Der Salomonische Tempel stand von 950 bis 586 v. Chr. beherrschend im Zentrum von Jerusalem. Unter Nebukadnezar II., der dreimal gegen Jerusalem zu Felde gezogen war,wurde dieses Wahrzeichen der Heiligen Stadt ebenso eingeäschert wie fast alle Häuser; ein Großteil der Uberlebenden von Jerusalem wurde über 1200 km Wüstenpisten nach Babylon und Nippur ins Exil getrieben. Nachdem der Perserkönig Ky-ros d. Gr. den Juden 538 v. Chr. die Erlaubnis zur Rückkehr nach Jerusalem gegeben hatte, begann unter Zorobabel der Aufbau eines bescheidenen Heiligtums. Größere Bedeutung erlangte die Heilige Stadt erst wieder, als im Jahre 63 v. Chr. Pompeius auf den Tempelplatz einzog und sogar das Allerheiligste betrat. Nach mehreren Bürgerkriegen ernannte der römische Senat einen stolzen und grausamen Idumäer, Herodes den Großen, zum König von Judäa (37 v. Chr.).

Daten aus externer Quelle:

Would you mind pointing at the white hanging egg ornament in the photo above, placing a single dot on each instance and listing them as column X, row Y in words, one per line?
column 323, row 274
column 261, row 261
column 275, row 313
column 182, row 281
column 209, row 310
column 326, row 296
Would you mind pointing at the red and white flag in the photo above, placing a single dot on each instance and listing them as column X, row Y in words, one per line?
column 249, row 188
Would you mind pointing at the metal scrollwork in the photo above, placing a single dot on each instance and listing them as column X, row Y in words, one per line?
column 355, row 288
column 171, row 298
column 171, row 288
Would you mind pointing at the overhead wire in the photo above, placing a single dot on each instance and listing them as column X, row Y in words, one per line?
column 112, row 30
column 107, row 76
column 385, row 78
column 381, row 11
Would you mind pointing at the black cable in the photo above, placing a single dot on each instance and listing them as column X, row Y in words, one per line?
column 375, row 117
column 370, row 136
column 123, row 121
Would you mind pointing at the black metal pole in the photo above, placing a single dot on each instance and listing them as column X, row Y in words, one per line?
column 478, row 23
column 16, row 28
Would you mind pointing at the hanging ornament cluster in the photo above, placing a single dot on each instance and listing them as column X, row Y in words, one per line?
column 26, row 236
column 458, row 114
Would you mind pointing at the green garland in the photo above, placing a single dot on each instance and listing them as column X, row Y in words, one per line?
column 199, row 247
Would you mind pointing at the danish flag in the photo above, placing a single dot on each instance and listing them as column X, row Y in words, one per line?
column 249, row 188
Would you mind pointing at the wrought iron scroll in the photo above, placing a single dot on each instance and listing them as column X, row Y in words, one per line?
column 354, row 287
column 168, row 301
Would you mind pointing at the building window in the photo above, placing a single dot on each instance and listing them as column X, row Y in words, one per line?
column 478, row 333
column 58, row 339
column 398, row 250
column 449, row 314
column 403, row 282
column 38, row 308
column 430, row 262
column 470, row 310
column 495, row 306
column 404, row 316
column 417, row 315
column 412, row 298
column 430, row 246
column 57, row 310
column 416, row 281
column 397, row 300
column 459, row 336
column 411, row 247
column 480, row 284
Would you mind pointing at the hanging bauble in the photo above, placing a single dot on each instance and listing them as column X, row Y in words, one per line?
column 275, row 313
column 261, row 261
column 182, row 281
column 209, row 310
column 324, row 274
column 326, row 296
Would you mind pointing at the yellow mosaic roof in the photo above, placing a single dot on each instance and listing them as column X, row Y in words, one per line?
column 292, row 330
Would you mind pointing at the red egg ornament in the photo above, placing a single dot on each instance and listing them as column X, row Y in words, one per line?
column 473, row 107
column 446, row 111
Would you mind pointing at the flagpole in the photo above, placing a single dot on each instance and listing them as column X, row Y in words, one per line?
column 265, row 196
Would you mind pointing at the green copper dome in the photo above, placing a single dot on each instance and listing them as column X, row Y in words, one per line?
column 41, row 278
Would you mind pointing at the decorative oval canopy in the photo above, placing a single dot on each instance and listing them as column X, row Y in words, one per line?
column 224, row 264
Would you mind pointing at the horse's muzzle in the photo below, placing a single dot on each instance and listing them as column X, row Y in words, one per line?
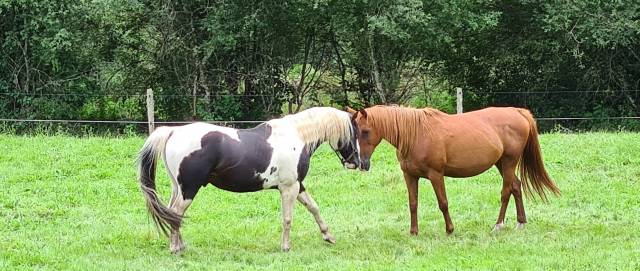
column 350, row 165
column 365, row 165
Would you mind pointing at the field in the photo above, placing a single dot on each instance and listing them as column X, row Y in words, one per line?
column 74, row 203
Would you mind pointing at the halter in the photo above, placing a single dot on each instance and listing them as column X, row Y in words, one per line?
column 343, row 160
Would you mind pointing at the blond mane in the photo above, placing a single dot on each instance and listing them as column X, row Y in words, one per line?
column 319, row 124
column 401, row 126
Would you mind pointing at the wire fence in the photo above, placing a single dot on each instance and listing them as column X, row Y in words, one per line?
column 551, row 120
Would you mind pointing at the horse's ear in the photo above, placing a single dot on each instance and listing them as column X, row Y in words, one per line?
column 350, row 110
column 364, row 113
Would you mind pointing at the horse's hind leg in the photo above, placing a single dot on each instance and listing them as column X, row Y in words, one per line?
column 179, row 205
column 437, row 181
column 306, row 200
column 517, row 195
column 184, row 189
column 507, row 169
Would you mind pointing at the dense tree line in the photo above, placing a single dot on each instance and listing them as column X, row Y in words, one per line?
column 258, row 59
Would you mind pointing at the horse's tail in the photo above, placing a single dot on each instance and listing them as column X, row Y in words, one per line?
column 532, row 171
column 163, row 217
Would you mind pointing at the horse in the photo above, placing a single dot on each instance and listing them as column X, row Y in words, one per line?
column 272, row 155
column 432, row 144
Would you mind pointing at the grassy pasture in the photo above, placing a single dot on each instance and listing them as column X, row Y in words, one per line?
column 74, row 203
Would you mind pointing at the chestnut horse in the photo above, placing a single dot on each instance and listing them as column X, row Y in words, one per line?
column 433, row 144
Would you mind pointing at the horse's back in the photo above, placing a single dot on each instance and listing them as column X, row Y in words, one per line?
column 477, row 140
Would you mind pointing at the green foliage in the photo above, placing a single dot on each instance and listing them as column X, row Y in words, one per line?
column 279, row 57
column 73, row 203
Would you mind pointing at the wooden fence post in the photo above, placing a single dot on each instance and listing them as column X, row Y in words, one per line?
column 150, row 110
column 459, row 100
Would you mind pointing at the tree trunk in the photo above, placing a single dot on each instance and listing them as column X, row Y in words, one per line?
column 376, row 72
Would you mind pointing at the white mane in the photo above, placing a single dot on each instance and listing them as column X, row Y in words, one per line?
column 319, row 124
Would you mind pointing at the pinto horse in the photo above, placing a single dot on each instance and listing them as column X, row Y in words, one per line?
column 433, row 144
column 273, row 155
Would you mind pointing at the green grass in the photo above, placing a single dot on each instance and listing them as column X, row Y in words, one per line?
column 74, row 203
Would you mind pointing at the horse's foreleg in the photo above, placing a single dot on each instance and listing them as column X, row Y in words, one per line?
column 312, row 206
column 412, row 189
column 437, row 181
column 288, row 194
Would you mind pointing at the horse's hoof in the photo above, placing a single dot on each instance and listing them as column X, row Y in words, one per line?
column 329, row 238
column 177, row 250
column 498, row 227
column 285, row 248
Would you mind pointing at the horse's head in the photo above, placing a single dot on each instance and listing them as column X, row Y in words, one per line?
column 368, row 136
column 348, row 150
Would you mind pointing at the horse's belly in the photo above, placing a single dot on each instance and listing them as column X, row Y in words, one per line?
column 462, row 172
column 238, row 182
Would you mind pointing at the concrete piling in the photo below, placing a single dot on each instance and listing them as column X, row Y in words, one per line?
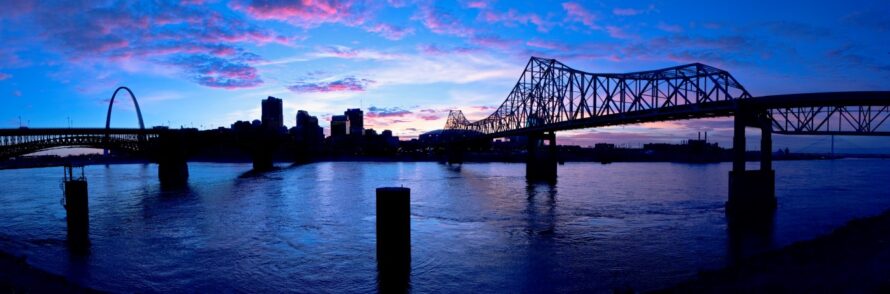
column 77, row 208
column 393, row 237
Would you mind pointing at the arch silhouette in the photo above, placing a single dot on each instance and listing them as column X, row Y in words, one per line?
column 108, row 117
column 135, row 103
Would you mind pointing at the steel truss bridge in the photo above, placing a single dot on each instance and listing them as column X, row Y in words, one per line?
column 551, row 96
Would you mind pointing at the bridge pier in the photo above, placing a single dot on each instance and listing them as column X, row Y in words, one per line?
column 77, row 209
column 751, row 190
column 172, row 160
column 541, row 160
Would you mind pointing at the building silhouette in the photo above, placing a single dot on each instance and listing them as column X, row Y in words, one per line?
column 338, row 126
column 355, row 122
column 273, row 113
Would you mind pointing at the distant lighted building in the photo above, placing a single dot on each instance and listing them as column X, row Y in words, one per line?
column 338, row 125
column 273, row 113
column 355, row 122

Herodes der Große hatte einen Zug ins Maßlose: Gesinnungslos im politischen Bereich wechselte er in den Wirren der sterbenden römischen Republik von Antonius zu Oktavian über; im familiären Bereich war er hemmungslos und ließ fast alle seine Familienmitglieder umbringen, besonders jene, die ihm den Thron hätten streitig machen können; wie ein richtiger Diktator wollte er seinen Namen der Nachwelt auch durch seine Prunkbauten überliefern. Überreste seiner Bauwerke finden sich in ganz Palästina,auch in Jerusalem; einer der drei Türme des Herodespalastes (vgl. unser Bild) ist noch jetzt ein Wahrzeichen am höchsten Punkt der westlichen Altstadt, knapp an der Staatsgrenze. Der untere Teil des Turmes mit den mächtigen Quadern ist antik, der obere Teil wurde 1538 vom Sultan Soliman I. aus viel kleineren Steinen wieder ergänzt; Soliman I. war übrigens jener türkische Herrscher, der uns 1529 in Wien einen nicht ganz friedlichen Besuch abstatten wollte.

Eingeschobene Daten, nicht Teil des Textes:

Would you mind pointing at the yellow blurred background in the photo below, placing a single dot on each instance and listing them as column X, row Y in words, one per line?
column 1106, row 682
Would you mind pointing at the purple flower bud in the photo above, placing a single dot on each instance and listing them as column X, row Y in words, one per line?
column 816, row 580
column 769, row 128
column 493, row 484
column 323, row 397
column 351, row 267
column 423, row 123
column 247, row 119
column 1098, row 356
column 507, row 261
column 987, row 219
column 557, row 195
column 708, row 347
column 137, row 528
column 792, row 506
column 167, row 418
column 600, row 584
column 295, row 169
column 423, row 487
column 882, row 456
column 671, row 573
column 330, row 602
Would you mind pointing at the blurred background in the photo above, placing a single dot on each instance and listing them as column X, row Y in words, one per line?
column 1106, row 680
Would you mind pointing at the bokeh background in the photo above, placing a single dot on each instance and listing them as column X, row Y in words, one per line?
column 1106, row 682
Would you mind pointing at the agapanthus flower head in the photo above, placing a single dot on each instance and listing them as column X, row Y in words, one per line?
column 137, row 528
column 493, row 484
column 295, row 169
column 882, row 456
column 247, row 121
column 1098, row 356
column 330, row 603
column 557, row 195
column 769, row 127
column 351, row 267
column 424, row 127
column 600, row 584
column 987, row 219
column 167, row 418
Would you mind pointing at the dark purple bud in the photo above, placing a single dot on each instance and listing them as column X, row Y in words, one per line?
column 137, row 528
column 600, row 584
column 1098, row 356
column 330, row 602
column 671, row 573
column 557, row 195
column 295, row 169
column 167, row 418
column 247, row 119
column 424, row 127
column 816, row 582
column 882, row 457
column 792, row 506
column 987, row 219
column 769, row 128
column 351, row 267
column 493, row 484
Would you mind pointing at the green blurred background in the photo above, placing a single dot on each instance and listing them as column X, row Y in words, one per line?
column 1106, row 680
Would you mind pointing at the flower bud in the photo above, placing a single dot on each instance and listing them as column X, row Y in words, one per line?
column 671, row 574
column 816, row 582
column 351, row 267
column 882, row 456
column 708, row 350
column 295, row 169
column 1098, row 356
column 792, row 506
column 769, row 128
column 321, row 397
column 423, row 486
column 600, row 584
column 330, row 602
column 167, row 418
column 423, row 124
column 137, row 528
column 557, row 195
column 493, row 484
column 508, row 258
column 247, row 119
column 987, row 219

Das berühmteste Bauwerk Herodes des Großen, das er im 18. Jahr seiner Regierung (= 19 v. Chr.) beginnen ließ, war der neue Tempel, denn in der Vorhalle dieses herodia-nischen Tempels predigte Jesus Christus. Der gesamte Tempel war nach 83jähriger Bauzeit erst im Jahre 64 n. Chr. fertig, erhielt sich aber nur sechs Jahre: Ein übereifriger römischer Soldat warf im Jahre 70 n. Chr., während der Belagerung von Jerusalem, gegen den ausdrücklichen Befehl des späteren Kaisers Titus eine Brandfackel in den Tempel, der nicht mehr zu retten war. Heute erhebt sich an jener Stelle, wo einstens der Tempel Salomons, dann das Heiligtum des Zorobabel und schließlich der herodiani-sche Tempel standen, der Felsendom (auch Omarmoschee genannt), neben der Grabeskirche der beherrschende, weithin sichtbare Bau des heutigen Jerusalem.